Он улыбнулся — для ребят.
— Конечно, нет. Ну что там было? Сегодня я разработал очередной этап теста на постороннее проникновение, который через пару недель намерен запустить в работу.
Это звучало словно описание эксперимента с новым способом сексуальных сношений.
— Про-тест, тест на проникновение, это когда консультант вроде меня старается пробить защиту компьютерной сети. Тут есть три возможных подхода. Первый — чисто технический: находишь какую-то брешь в системе защиты, дыру или прореху, сквозь которую можешь войти в нее, открываешь и дальше гуляешь, как хочешь.
— Какую, к примеру?
— К примеру, оставленный без присмотра компьютер. Подключенный к сети и не защищенный паролем. Если же он защищен паролем, имя пользователя иной раз нетрудно разгадать или же оно введено по умолчанию и оставлено таким же. Скажем, имя пользователя — это имя абонента, а пароль — просто слово «пароль». Некоторые системы можно взломать за несколько часов. На взлом других уходят месяцы работы. И чем больше времени на это требуется, тем выше вероятность, что хакер сдастся и бросит эту затею, обратившись к более легким целям.
Другой подход — чисто физический: прорваться в чужую сеть. Пробраться, минуя охранников, влезть в окно или через подвал. А то и с помощью грубой силы: мощью мускулов и оружия. Физический подход не моя специализация.
— Да уж, я думаю.
— Что ты этим хочешь сказать?
— Ничего. А каков третий подход?
— Третий обычно наиболее эффективный. Это махинации, нацеленные на самого пользователя. То есть нужно так манипулировать человеком, чтобы получить доступ к системе.
— И как это делается?
— Все методы в основном вращаются вокруг одного и того же принципа: заставить людей поверить, что ты из одной с ними команды, хотя на самом деле это не так.

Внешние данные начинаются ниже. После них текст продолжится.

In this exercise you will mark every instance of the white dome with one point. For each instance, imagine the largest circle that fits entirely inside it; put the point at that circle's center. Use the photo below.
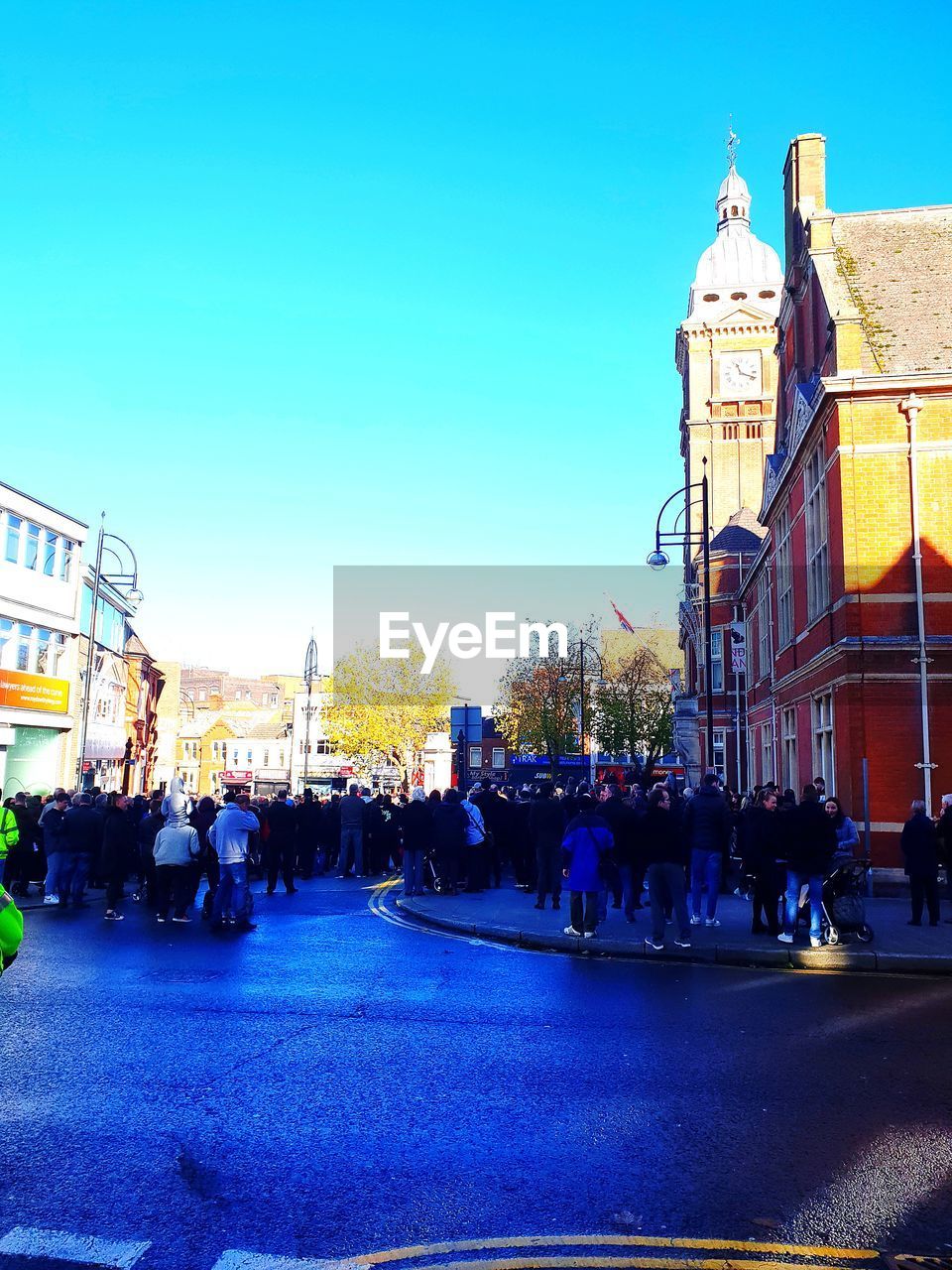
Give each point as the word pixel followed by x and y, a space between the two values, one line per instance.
pixel 737 264
pixel 738 258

Махинации, значит. Это был основой метод работы Кейт.
— А самым эффективным способом является сочетание, комбинация всех трех подходов — манипулирование людьми, чтобы физически попасть на нужный сайт, где ты уже пускаешь в ход технические приемы. Вот таким образом можно свергать правительства, красть новейшие технологии и промышленные секреты, надувать казино. И, что имеет ко мне самое непосредственное отношение, так крадут деньги из банков. Самый жуткий кошмар для банкиров.

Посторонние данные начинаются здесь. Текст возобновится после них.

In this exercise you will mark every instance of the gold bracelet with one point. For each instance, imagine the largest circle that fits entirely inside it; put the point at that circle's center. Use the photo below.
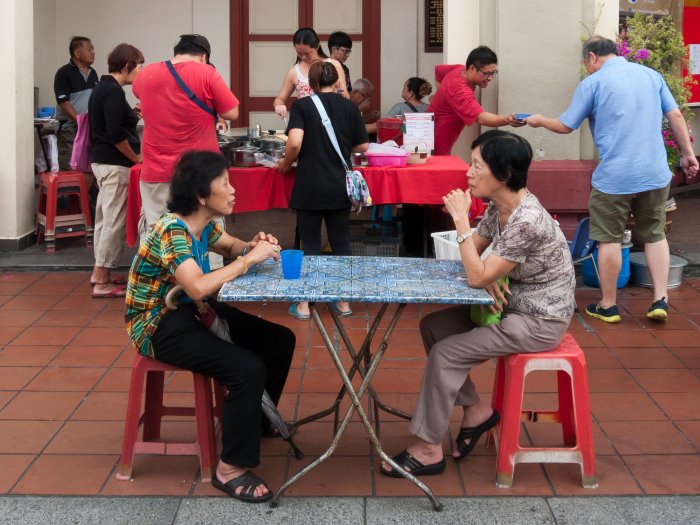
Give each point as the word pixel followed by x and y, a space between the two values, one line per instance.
pixel 245 264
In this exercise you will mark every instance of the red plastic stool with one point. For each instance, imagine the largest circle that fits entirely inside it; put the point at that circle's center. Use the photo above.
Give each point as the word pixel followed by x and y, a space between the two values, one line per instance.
pixel 574 412
pixel 152 373
pixel 74 222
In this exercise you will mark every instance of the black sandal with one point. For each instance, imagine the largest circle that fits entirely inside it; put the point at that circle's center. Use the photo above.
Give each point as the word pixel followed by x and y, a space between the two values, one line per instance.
pixel 413 466
pixel 473 434
pixel 249 481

Декстер подцепил кусок жаркого.
— Именно поэтому мы здесь и оказались. — Он глотнул вина. — Именно этим я и занимаюсь.
Кейт смотрела в окно, за обрыв, уходящий на сотни футов вниз, в ущелье, где текла речка Альзет, через пространство в четверть мили шириной, перекрытое современным стальным мостом и старым акведуком, по которому также проходила железная дорога, на средневековые укрепления и зеленые луга, густые леса и домики с черными крышами, на тянущиеся вверх шпили церквей и текущую реку, на склон, уходящий вниз с плато Кирхберг с его офисными зданиями из стали и стекла, и доминирующее надо всем этим необъятное ярко-синее небо. Великолепный вид, открывающий ничем неограниченные возможности. Вид, охватывающий, инкапсулирующий Европу.